Ghazala started her police career in 1994, when she quit her job as a school teacher. She undertook training at Shahdadpur for three years and later in Karachi. She was inducted to the force as an ASI after the training.

During her career, she served as in-charge of a complaint cell in North Nazimabad and Saddar. She was posted as SHO of the South zone Women Police Station since 2003.

Ghazala feels there should be no discrimination between male and female officers. “We are treated the same way as the men,” she says. “We get the same kind of training on how to deal with criminals.
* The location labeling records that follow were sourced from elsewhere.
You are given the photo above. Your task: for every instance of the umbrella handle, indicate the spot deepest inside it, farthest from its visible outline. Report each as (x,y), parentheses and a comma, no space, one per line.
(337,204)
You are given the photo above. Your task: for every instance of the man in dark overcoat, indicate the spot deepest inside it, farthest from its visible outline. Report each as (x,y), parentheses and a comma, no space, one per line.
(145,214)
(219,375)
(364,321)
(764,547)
There is no difference.” She wears a purple badge on her uniform - a symbol of gender equality.

Her throat is parched from all the talking and one of her male colleagues, who is trying to be on his best behaviour, shouts to a subordinate, “Madam kay liay paani laoo [Bring water for the madam].”

Ghazala seems to reveling in the attention she is receiving after taking over the charge from former SHO, Kenson Dean. “I had never thought I would be made the SHO,” she admits. “I will encourage other women to come up, work hard and take such challenges.” Coming from a women’s police station where she usually dealt with cases of domestic violence and abuse, Ghazala feels that in Clifton, she would be dealing with more street-crime incidents.

“Incidents of snatching and mugging hardly made their way to the women police station. But these crimes are common here,” she says. Admittedly, the increased workload will be hectic for the mother of four. But she is determined to pull it off.

At the police station, which is said to be ‘peaceful’ by the officers deployed there, and caters to a small area of Clifton Blocks 8, 9 and Zamzama commercial, the male colleagues did not look too excited at the prospects of having a female boss. They insisted, however, that they are happy. “Women run countries, then why can’t a woman head a police station?” asked one officer.

Another officer, Riaz Hussain, said that it was good that a woman had come to head the police station as she would run the place more strictly.

Ghazala plans to include a female duty officer along with a male ‘to facilitate the women so that there is no reluctance in registering complaints.’

The newly appointed SHO was to leave for snap-checking but a grenade attack in Zamazama changed her plans. Just an hour ago, she had remarked: “I just joined. God forbid that there should be any FIR to register.”

Published in The Express Tribune, April 9th, 2014.